Repenser l’éducation pour mettre l’émotion en avant plan
Pour améliorer l’éducation, il est essentiel de revoir le système entier. Plutôt que de considérer l’enfant neurodivergent comme dysfonctionnel, il est temps de reconnaître que l’émotion, l’intérêt et la curiosité sont au cœur des apprentissages.
Le système éducatif actuel, avec son insistance sur la mémorisation et les contenus décontextualisés, échoue à répondre aux besoins émotionnels des enfants, ce qui conduit à des problèmes de concentration et par conséquent, d’apprentissage. L’enseignement devrait donc être adapté pour favoriser des environnements d’apprentissage qui respectent la biologie humaine. Cela implique de proposer des activités qui suscitent un intérêt émotionnel réel et qui activent le système de récompense intrinsèque des enfants. Apprendre ne devrait pas être une contrainte, mais une aventure stimulante, où l’engagement émotionnel est au centre.
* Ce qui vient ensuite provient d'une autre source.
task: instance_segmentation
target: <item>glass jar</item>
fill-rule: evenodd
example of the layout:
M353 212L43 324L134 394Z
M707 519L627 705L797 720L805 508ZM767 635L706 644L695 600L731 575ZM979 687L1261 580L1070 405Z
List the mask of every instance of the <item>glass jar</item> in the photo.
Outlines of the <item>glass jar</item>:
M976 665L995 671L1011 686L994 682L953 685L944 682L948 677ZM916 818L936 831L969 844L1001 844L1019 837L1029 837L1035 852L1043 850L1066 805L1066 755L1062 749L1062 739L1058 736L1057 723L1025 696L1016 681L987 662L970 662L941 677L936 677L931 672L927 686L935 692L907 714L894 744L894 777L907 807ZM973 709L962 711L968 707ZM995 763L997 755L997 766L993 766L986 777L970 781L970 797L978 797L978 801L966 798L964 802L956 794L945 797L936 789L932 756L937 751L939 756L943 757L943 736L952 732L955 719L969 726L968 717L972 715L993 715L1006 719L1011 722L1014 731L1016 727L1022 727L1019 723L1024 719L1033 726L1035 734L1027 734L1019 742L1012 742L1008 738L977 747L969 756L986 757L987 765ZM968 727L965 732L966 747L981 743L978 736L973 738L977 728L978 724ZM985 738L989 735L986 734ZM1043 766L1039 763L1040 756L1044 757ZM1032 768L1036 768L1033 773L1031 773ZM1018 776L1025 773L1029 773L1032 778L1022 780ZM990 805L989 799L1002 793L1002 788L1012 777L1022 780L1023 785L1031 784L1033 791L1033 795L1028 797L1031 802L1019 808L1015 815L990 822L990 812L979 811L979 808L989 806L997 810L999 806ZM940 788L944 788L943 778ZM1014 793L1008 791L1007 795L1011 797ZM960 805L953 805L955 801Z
Ce n’est pas l’enfant qui a un TDAH qui doit être changé, mais bien l’environnement dans lequel il évolue. En créant des espaces d’apprentissage plus en phase avec les lois biologiques de l’émotion et de la motivation, nous permettons à chaque enfant, neurotypique ou neurodivergent, de s’épanouir pleinement.
Mélanie Ouimet, fondatrice du mouvement francophone de la neurodiversité et co-chercheuse en autisme
Références :
1. Alvarez, C. (2016). Les lois naturelles de l’enfant. Les Arènes.
2. Immordino-Yang, M. H., & Damasio, A. (2007). We feel, therefore we learn: The relevance of affective and social neuroscience to education. Curriculum Inquiry, 37(2), 95-113.
3. Corbisiero, S. et al. (2022). A systematic review of emotional dysregulation in adult ADHD. Journal of Attention Disorders.